A COUPLE OF WEEKS ago Tyler Palko,
the Pitt quarterback, was talking about how you define a football career.
The ultimate definition, he said, is not in records held or personal accomplishments, but instead is found in “wins and losses and how you left the program after you’re done.”
We bring this up today because in the very near future they are going to begin defining almost 80 years worth of athletic careers at Morgantown High School with the formation of an Athletic Hall of Fame. The idea for the MHS Athletic Hall of Fame grew from a seed planted by football coach John Bowers.
“This is something that’s never been done at Morgantown High,” said Tom Hart, former baseball coach and former principal at the school serving as chairman of the committee that formed the hall of fame . “Coach Bowers is the person who got the interest started. He came to me with it and I said, ‘That’s a good idea. Why not pursue and see where it leads?’”

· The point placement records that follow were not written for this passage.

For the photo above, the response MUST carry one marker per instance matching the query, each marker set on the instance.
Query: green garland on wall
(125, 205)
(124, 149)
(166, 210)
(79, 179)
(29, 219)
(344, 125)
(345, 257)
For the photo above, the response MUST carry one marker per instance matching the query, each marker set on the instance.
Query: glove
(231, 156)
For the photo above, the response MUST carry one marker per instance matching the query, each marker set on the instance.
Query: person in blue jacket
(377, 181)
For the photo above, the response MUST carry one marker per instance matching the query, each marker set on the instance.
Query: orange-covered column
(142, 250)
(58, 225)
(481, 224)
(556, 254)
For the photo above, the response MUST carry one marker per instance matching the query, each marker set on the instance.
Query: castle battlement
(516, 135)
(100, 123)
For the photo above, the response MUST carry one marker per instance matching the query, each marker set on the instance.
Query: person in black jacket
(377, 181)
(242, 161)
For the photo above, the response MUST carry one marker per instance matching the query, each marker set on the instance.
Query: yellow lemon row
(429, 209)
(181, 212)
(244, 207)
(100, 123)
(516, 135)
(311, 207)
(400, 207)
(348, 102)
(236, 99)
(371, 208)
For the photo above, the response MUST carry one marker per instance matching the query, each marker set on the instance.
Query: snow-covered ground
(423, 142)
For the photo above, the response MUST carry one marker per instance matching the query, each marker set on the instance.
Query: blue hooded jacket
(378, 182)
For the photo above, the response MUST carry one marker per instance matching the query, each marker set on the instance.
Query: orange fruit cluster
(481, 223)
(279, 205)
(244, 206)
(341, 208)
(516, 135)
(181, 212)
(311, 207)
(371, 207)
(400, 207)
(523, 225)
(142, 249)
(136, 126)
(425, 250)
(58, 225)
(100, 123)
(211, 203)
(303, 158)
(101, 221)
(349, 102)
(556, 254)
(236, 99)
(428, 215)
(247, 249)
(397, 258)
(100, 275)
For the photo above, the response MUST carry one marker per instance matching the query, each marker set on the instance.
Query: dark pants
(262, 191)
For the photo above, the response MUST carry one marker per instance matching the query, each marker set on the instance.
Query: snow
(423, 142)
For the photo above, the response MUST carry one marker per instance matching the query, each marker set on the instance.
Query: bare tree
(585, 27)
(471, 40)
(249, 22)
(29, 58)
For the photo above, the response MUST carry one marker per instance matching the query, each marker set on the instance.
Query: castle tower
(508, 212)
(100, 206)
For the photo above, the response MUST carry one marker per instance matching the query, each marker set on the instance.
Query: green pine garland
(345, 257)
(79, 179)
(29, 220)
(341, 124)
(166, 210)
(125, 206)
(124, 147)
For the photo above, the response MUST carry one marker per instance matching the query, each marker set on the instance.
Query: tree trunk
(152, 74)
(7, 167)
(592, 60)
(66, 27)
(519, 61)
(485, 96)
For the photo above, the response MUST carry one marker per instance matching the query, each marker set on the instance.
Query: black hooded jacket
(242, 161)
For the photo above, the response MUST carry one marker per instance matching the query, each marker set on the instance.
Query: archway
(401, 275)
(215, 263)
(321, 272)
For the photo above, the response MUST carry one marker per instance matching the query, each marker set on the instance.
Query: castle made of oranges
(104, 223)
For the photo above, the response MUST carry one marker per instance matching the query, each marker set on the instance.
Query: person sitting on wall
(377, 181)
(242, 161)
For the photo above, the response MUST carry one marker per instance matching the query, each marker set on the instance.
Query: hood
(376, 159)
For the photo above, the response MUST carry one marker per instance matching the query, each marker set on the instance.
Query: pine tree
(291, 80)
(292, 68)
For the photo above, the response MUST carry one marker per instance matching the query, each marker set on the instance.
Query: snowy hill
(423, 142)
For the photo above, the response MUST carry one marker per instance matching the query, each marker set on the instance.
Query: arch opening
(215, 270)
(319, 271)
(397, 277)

It has led to the point where they plan to select a 10-man inaugural class this fall and induct them when there’s a full house for University’s basketball visit to MHS.
In the overall scheme of things, John Bowers is a young man, not the most likely person to be thinking of the rich history that goes back to 1927 with the Mohigans.
“I went to Brooke,” Bowers said, explaining the roots of an idea. “I know some people from Wheeling Park. They both have Halls of Fame. The father of a friend of mine was recently inducted into the Keyser Hall of Fame.
“I got to thinking. I don’t know of a school with more athletic tradition than Morgantown High. It’s silly not to honor those people.”
And so it was that Bowers began talking the idea up.
“I talked to the grass roots,” he said, “and it was well received.”
When you think about it, there have been so many great coaches and athletes at Morgantown High throughout the years that the problem won’t be filling out the Hall, but cutting it back, even though the requirements for selection and election are stringent, including one that says they “must be of the highest moral and ethical character and must have brought positive recognition to him/herself and Morgantown High.”
Athletes must wait 10 years
Names such as Art Clyde, Pony Lewis, Vic Bonfili, Glen McNew, the Bowdens, Terry and Tommy, Sam Rozance, David Mayfield, Andy Parsons, John Lunchini and Jeff Dubbe.
The Hall of Fame is set up so that the first class will have a maximum of 10 inductees, two each from the following eras: 1927-1940, 1941-1950, 1951-1970, 1970 to the present.
After the first three years they will get the maximum to five inductees per year from any time interval.
The Hall of Fame is set up so as to not only honor athletes and coaches but “auxiliary” people, perhaps such as graduates as Jack Fleming, the Voice of the West Virginia Mountaineers, or long-time sportswriter Mickey Furfari or someone like Chester Brooks, who devoted much of his life to the baseball program.
They are not looking, however, to turn this into a museum.
“We want it to have a current flavor,” Bowers said. Such athletes as Chris Yura or the Rodamers certainly will not have to wait until old age to be inducted into the Hall of Fame.
And, for that matter, there’s a pretty good chance there will be spot for a plaque on the wall for the man who got this started, John Bowers, for with a couple of state football championships and the legacy of the MHS Athlete Hall of Fame there can be little doubt that when he leaves MHS it will be better than when he arrived.